Overhauling Programs
Because operational manning requirements prevent doubling the number of in-residence graduate education students in the near term, the NEE needs to provide options that offer as many of the benefits of resident education as possible (e.g., prolonged in-person interaction with expert instructors and classmates to build knowledge context, exchange ideas, provide research feedback, etc.).
As an alternative to traditional distance learning, higher education has developed “near-resident” curricula in recent years. Many of these programs require monthly presence on campus for only a day to a few days, with online or distance education filling the remainder of the learning period. Many existing in-resident NEE curricula could be adapted to this model, and many NPS curricula already have experience with alternative models, from fly-away in-residence instruction at non-NPS sites to courses with in-residence weeks at the start and end of a quarter. Adjustments at NPS in response to COVID-19 have further enhanced available alternatives.

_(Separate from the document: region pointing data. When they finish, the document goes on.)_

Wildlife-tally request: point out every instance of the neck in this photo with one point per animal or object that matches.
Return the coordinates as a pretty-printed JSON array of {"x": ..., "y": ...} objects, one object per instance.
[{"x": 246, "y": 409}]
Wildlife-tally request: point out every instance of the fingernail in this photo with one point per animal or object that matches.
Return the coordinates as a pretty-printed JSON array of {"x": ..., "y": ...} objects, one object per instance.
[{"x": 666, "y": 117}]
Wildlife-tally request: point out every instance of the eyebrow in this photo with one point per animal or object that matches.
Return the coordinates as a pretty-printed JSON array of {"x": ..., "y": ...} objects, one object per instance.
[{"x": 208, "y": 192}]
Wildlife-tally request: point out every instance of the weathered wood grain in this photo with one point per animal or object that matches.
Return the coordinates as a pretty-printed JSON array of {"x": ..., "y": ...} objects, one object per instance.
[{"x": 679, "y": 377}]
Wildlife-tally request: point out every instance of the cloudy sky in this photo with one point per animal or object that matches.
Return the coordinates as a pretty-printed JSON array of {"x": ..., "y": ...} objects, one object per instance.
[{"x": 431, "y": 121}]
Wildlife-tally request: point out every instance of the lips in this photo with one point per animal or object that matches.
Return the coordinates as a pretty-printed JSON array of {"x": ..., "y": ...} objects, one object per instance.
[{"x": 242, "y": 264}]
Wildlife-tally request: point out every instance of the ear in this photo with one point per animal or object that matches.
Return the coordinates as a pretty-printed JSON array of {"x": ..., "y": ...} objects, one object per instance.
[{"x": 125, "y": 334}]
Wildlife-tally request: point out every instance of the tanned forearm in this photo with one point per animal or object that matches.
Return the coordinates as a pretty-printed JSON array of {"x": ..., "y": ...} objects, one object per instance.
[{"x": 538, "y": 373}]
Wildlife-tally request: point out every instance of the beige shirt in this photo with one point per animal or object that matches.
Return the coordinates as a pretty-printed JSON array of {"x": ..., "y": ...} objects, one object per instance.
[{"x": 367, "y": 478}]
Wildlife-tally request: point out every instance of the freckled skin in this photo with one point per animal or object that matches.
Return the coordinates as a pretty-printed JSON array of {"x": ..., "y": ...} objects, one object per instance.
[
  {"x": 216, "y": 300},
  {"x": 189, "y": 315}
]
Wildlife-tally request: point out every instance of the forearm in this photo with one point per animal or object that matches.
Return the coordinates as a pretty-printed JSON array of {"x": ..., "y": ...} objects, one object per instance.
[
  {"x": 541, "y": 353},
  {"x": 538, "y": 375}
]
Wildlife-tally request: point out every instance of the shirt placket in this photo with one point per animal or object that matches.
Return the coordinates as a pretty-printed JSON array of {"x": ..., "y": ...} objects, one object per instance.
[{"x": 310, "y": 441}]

In addition, the NEE must closely examine what it delivers, along with when and why. Identifying and planning for life-cycle education will be key to enabling a new education paradigm. Just as the warfighting effectiveness of a platform is degraded by age and technological advances, so is the effectiveness of an education. This can be mitigated by more tightly linking educational goals to fundamental concepts that support warfighting excellence, but knowledge must be refreshed by life-cycle education.

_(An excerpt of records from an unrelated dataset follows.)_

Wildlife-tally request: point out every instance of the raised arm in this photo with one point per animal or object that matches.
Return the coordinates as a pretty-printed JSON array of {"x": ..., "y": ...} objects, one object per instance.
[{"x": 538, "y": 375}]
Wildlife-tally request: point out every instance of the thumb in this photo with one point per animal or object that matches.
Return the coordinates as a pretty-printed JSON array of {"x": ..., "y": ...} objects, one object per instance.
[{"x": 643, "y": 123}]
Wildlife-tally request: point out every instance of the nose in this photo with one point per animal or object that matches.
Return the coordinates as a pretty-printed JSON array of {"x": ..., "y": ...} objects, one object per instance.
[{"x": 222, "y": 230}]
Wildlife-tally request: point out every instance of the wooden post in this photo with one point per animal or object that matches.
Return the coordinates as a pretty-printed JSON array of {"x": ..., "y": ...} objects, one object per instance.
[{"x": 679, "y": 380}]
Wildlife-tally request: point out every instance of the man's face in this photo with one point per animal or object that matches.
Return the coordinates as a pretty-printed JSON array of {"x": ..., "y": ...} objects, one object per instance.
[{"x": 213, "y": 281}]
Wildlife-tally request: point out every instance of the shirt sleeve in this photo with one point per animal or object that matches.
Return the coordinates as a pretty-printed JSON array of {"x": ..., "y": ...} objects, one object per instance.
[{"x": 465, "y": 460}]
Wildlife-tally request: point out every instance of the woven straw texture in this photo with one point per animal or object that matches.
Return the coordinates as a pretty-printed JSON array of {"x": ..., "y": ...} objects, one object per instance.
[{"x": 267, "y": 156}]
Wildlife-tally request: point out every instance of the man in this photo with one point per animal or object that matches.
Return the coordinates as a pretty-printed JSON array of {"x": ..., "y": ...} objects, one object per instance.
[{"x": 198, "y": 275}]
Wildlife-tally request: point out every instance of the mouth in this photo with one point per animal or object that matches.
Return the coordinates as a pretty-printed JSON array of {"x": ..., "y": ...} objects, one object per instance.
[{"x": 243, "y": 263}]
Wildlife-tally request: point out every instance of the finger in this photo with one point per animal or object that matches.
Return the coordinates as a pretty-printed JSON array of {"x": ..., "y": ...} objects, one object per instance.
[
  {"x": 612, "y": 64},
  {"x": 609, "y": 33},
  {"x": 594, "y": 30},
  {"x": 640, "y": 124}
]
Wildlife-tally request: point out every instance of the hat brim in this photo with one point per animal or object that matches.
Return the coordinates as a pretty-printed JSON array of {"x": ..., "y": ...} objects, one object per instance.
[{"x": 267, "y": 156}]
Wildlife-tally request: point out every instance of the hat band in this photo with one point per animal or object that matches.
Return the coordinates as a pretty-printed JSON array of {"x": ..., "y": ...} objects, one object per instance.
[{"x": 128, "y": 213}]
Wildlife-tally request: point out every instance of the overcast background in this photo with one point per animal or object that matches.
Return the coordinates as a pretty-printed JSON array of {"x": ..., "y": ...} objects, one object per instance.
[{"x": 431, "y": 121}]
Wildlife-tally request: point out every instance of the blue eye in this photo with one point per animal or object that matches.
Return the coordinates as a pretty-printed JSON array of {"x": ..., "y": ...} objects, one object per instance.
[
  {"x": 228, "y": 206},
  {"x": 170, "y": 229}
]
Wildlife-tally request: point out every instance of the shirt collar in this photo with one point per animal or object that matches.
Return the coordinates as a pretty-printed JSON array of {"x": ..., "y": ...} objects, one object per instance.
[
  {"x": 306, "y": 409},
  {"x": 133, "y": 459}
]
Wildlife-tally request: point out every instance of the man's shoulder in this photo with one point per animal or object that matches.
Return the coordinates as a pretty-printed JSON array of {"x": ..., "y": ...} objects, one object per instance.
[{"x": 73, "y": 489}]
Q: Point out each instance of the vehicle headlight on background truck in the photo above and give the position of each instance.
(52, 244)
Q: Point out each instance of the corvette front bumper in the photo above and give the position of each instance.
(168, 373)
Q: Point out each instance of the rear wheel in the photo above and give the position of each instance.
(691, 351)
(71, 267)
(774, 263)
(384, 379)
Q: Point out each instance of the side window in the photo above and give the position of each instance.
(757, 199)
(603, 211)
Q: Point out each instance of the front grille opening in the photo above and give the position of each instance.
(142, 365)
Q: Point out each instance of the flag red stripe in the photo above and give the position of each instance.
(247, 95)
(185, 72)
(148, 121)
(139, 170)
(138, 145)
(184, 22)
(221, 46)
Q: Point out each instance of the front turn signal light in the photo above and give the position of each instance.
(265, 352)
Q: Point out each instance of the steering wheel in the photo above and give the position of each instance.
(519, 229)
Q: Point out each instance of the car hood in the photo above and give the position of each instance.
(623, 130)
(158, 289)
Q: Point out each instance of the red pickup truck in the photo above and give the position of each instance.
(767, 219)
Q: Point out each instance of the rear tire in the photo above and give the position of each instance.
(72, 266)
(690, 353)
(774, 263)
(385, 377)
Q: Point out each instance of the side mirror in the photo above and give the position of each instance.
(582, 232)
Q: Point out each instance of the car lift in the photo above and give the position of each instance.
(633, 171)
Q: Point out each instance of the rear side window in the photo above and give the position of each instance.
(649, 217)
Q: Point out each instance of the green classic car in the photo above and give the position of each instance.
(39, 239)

The final vector for reestablishing an offset is adapting the personnel and promotion system to provide opportunities and benefits for graduate education. Too frequently, in-residence education is at best viewed as career neutral in the Navy. Detailers and mentors often warn officers that an educational tour may affect their ability to screen for the next promotion because of delays in milestone tours, etc. This mentality produces suboptimal Navy-wide outcomes. Why would a high-performing employee want to work for an organization that seeks less educated workers?
Life-Cycle Education
Specific technologies are not the sole source or even foundation of an offset. They are enablers that must be developed, integrated, and applied with plans and tactics by warfighters with the critical thinking skills, technical acumen, and operational context to recognize and account for the capabilities, interdependencies, and vulnerabilities they present.
These warfighters should be developed internally through a comprehensive life-cycle education system that shows the Navy values knowledge and is committed to long-term workforce development.
1. “Fact Books,” Naval Postgraduate School.
2. “Naval Research Program Portal,” Naval Research Program.